Данное разграничение представляется возможным, если традицию понимать не собственно как передачу наследия, а как само это наследие (или отдельные его элементы). Такого понимания традиции, правда, крайне непоследовательно, уже длительное время придерживается А.Ф. Гофман: «Традиция (от лат. traditio — передача; предание), элементы социального и культурного наследия, передающиеся от поколения к поколению и сохраняющиеся в определённых обществах, классах и социальных группах в течение длительного времени; охватывает объекты социального наследия (материальные и духовные ценности); процесс социального наследования; его способы»21.

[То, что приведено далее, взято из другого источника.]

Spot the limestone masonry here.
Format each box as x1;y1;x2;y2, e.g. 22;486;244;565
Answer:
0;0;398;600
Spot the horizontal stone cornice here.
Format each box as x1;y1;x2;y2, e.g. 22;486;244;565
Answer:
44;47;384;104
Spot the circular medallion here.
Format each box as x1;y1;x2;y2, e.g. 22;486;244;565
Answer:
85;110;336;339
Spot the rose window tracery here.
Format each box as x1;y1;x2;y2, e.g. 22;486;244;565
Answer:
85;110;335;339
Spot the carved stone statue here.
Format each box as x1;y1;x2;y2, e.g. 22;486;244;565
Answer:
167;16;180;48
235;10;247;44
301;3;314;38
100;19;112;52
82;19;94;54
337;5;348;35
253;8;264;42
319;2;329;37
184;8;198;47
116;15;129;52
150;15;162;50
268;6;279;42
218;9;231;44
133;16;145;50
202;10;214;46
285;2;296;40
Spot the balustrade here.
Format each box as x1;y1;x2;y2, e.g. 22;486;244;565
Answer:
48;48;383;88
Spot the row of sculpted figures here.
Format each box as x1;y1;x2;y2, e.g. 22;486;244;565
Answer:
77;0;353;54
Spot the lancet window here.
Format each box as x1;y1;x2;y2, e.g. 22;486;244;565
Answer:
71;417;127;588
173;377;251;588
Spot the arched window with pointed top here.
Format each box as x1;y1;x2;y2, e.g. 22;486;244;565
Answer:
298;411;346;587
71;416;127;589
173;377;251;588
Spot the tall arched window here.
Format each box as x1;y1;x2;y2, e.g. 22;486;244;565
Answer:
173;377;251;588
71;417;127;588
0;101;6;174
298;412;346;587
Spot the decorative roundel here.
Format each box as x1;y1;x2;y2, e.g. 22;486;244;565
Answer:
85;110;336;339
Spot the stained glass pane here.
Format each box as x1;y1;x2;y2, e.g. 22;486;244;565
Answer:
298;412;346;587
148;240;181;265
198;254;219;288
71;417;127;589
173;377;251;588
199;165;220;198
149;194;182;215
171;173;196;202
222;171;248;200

Непоследовательность заключается, очевидно, в том, что традиция сначала ограничивается передаваемыми элементами наследия, а затем в состав традиции дополнительно включаются процесс и способы передачи этих элементов22.
Темпоральность традиции
Практически во всех определениях, толкующих традицию как наследие (или наследование) указывается на преемственность во времени, связь поколений — предков и потомков, — обеспечивающих передачу ценностей. Так, например, В.И. Толстых пишет: «Традиция (от лат. traditio — передача, предание) — способ бытия и воспроизводства элементов социального и культурного наследия, фиксирующий устойчивость и преемственность опыта поколений, времен и эпох. Философский статус термина “традиция” определяется тем, что он включает в себя весь комплекс обладающих какой-либо ценностью норм поведения, форм сознания и институтов человеческого общения, характеризуя связь настоящего с прошлым, точнее, степень зависимости современного поколения от прошлого или приверженности к нему23. А.И. Кравченко также подчеркивает момент связи поколений: «Традиция (от лат. (traditio — передача), элементы социального и культурного наследия, передающиеся от поколения к поколению и сохраняющиеся в определенных обществах и социальных группах в течение длительного времени»24.
Указание на связь поколений как существенный признак традиции вызывает сомнение. Может быть, это частность, но в тради-
43
ционном обществе важнейшим механизмом передачи обычаев, верований и пр. являются инициации молодежи. Ведущим субъектом инициаций, как правило, являются не родители, а старейшины, т. е. прародители. Следовательно, передача духовного наследия идет не от поколения к поколению, а через поколение. Если присмотреться к традиции более внимательно на конкретных примерах, то микроанализ традиции покажет, что трансмиссия осуществляется транспоколенно — через разрыв (и даже войну) смежных поколений. Это небольшой нюанс, как бы малозначим он ни был, должен быть учтен при экспликации понятия традиции в ее темпоральном измерении.
Более того, темпоральность традиции включает не только связь смежных или ближайших поколений. Образцы могут маячить далеко в прошлом. В этой связи представляет интерес следующее определение европейской культурной традиции: «Европейская культурная традиция — особая общность истоков, судеб и наследия, приведшая к формированию культурно-исторической общности с единым культурно-генетическим кодом, с характерным самоощущением и самосознанием европейцев»25.
Здесь традиция видится не фрагментарно, корпускулярно, а в своей целостности — изначальности, осуществленности и потенциальной завершенности. Речь идет как бы о Традиции, мегатрадиции или Большой традиции, если размах последней фиксировать не в пространственном, а во временном измерении.